Still, the Watts Report is a mirror: the distance its bureaucratic language puts between us and the Negro is the reflection of reality. The demands of those days and nights on the streets, the smoke and the flames, are simply not to be taken in. The most radical re-organization of our lives could hardly satisfy them, and there seems to be neither the wish nor the will to make the effort. The words swell as purpose shrinks. Alabama and California are separated by more than miles of painted desert. The Civil Rights movement is fellowship and Watts is alienation, separation.

“What can violence bring you when the white people have the police and the power? What can it bring you except death?”

“Well, we are dying a little bit every day.”

The final words of the Report seem to struggle for some faint upbeat and resolution but they are bewildered and fatigued. “As we have said earlier in this report, there is no immediate remedy for the problems of the Negro and other disadvantaged in our community.

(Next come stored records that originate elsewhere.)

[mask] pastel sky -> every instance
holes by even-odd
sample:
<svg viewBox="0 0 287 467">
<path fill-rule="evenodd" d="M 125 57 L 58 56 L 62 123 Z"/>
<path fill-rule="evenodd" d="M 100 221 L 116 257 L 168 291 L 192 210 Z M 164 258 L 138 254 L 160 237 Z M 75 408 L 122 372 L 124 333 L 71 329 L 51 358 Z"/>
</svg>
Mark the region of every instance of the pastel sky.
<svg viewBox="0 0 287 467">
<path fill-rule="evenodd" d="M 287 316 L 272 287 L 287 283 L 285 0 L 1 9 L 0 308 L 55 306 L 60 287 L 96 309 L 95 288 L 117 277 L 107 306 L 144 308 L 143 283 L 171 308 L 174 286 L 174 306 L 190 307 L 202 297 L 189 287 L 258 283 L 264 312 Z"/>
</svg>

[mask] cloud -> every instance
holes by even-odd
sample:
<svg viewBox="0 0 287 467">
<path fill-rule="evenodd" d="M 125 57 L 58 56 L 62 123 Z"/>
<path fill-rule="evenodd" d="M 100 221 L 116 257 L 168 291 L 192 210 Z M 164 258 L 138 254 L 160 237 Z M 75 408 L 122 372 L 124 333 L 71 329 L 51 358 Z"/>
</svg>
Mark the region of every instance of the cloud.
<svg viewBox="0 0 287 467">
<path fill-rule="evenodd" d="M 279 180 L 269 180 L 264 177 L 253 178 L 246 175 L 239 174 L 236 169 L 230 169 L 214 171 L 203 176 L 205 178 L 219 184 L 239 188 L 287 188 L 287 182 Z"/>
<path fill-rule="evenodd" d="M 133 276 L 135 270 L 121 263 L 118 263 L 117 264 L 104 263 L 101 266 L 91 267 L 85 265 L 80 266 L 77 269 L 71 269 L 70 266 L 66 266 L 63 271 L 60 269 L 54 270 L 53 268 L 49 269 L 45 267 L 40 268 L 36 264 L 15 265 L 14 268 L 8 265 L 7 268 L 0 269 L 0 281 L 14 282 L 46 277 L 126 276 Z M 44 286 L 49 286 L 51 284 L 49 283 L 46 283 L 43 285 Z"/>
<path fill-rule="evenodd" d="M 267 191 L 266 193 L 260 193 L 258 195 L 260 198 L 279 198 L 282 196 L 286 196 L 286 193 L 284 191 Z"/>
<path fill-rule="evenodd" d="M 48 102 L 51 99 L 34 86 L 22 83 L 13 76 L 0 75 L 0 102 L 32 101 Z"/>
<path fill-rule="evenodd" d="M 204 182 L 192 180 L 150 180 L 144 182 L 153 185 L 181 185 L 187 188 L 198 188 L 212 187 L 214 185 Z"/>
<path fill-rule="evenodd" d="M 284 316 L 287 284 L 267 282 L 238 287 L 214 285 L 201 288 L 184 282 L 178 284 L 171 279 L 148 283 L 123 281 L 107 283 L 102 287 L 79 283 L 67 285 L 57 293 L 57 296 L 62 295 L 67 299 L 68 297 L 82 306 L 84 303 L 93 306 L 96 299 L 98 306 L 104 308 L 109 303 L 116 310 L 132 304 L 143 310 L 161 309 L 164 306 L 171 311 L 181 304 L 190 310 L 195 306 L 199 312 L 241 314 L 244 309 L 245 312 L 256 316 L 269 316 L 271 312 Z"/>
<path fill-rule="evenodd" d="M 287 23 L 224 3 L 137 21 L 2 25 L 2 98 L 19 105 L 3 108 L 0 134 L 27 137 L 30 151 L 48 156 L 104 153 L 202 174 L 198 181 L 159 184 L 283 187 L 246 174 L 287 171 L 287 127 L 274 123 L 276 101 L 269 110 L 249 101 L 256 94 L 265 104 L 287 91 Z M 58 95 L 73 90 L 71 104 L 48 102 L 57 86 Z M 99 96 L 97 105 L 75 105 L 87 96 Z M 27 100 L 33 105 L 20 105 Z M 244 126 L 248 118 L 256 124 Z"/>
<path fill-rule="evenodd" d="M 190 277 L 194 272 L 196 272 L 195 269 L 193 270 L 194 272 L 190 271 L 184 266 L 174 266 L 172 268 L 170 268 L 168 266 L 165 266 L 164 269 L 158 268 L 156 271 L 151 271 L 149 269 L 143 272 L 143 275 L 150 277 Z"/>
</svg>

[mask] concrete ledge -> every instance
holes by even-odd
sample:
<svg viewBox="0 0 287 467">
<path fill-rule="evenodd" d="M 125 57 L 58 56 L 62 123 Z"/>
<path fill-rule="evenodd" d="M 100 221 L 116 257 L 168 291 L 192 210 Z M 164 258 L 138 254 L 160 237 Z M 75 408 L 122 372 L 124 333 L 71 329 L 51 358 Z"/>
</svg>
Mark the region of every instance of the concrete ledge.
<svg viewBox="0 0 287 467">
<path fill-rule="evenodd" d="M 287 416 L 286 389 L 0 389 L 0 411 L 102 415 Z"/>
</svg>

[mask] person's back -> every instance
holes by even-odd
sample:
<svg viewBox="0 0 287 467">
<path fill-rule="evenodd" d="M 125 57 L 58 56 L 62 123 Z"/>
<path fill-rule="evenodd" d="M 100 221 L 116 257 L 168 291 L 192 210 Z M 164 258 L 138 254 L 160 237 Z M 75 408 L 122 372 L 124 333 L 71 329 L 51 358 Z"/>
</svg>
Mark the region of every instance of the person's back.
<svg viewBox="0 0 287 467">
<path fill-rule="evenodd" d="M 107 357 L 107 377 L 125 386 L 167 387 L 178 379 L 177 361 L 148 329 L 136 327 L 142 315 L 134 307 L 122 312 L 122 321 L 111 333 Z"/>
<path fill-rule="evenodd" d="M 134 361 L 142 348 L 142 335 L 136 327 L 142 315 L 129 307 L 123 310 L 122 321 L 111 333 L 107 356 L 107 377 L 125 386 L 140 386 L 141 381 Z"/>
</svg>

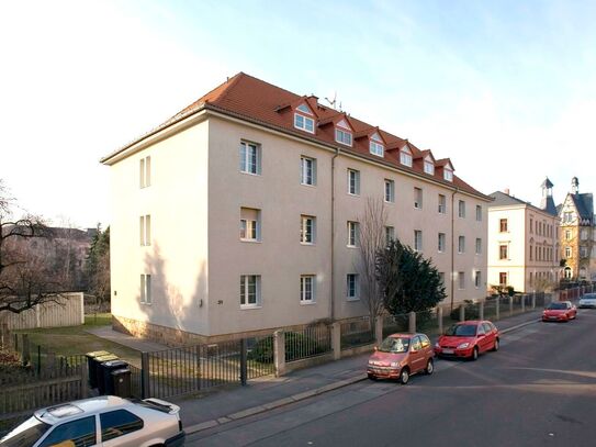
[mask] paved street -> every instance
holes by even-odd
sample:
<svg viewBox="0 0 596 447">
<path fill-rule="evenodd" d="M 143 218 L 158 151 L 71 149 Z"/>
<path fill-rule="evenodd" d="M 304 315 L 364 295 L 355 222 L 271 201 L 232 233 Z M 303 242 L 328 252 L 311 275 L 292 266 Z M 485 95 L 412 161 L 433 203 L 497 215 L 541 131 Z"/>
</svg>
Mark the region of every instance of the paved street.
<svg viewBox="0 0 596 447">
<path fill-rule="evenodd" d="M 594 446 L 596 311 L 507 334 L 432 377 L 360 382 L 190 435 L 189 446 Z"/>
</svg>

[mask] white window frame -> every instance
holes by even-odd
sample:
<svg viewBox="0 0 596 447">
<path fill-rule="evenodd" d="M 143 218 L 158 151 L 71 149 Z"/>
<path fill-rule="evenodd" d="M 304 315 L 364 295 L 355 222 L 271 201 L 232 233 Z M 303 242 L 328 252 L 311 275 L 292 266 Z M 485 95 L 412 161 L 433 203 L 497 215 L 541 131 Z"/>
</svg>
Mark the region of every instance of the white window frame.
<svg viewBox="0 0 596 447">
<path fill-rule="evenodd" d="M 261 146 L 257 143 L 240 141 L 240 172 L 251 176 L 261 175 Z"/>
<path fill-rule="evenodd" d="M 316 158 L 300 157 L 300 182 L 305 186 L 316 186 Z"/>
<path fill-rule="evenodd" d="M 348 168 L 348 194 L 360 195 L 360 171 L 351 168 Z"/>
<path fill-rule="evenodd" d="M 395 203 L 395 181 L 385 179 L 385 203 Z"/>
<path fill-rule="evenodd" d="M 254 282 L 255 302 L 250 302 L 250 291 Z M 244 291 L 244 292 L 243 292 Z M 261 306 L 261 276 L 260 275 L 240 275 L 240 309 L 255 309 Z"/>
<path fill-rule="evenodd" d="M 300 243 L 314 245 L 316 242 L 316 217 L 301 214 L 300 216 Z"/>
<path fill-rule="evenodd" d="M 316 276 L 301 275 L 300 277 L 300 303 L 314 304 L 316 302 Z"/>
<path fill-rule="evenodd" d="M 353 283 L 353 289 L 352 289 Z M 360 300 L 360 278 L 358 273 L 346 275 L 346 299 L 348 301 Z"/>
<path fill-rule="evenodd" d="M 145 214 L 139 217 L 139 237 L 140 246 L 148 247 L 151 245 L 151 215 Z"/>
<path fill-rule="evenodd" d="M 151 304 L 151 276 L 148 273 L 140 273 L 140 304 Z"/>
</svg>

The problems are deep and the remedies are costly and will take time. However, through the implementation of the programs we propose, with the dedication we discuss, and with the leadership we call for from all, our Commission states without dissent, that the tragic violence that occurred during the six days of August will not be repeated.”

How hard it is to keep the attention of the American people. Perhaps that is what “communications” are for: to excite and divert with one thing after another. And we are a nation preeminent in communications. The Negro has been pushed out of our thoughts by the Vietnam war. Helicopters in Southeast Asia turned out to be far easier to provide than the respect the Negro asked for.

“The army? What about the army?”

“It's the last chance for a Negro to be a man . . . and yet it's another prison, too.”

The months have gone by. And did the explosion in Watts really do what they thought afterward? Did it give dignity and definition? Did it mean anything in the long run? We know that only the severest concentration will keep the claims of the Negro alive in America, because he represents all the imponderables of life itself. Anxiety and uncertainty push us on to something else—to words which seem to soothe, and to more words. As for Watts itself: the oddity of its simplicity can scarcely be grasped. Its defiant lack of outline haunts the imagination. Lying low under the sun, shadowed by overpasses, it would seem to offer every possibility, every hope. In the newness of the residents, of the buildings, of the TV sets, there is a strange stillness, as of something formless, unaccountable. The gaps in the streets are hardly missed, where there is so much missing. Of course it is jobs and schools and segregation, yes, yes. But beyond that something that has nothing to do with Negroes was trying to be destroyed that summer. Some part of new America itself—that “dull, devastating spiral of failure” the McCone Commission imagines to belong only to the “disadvantaged” standing friendless in their capsule on the outskirts of downtown Los Angeles.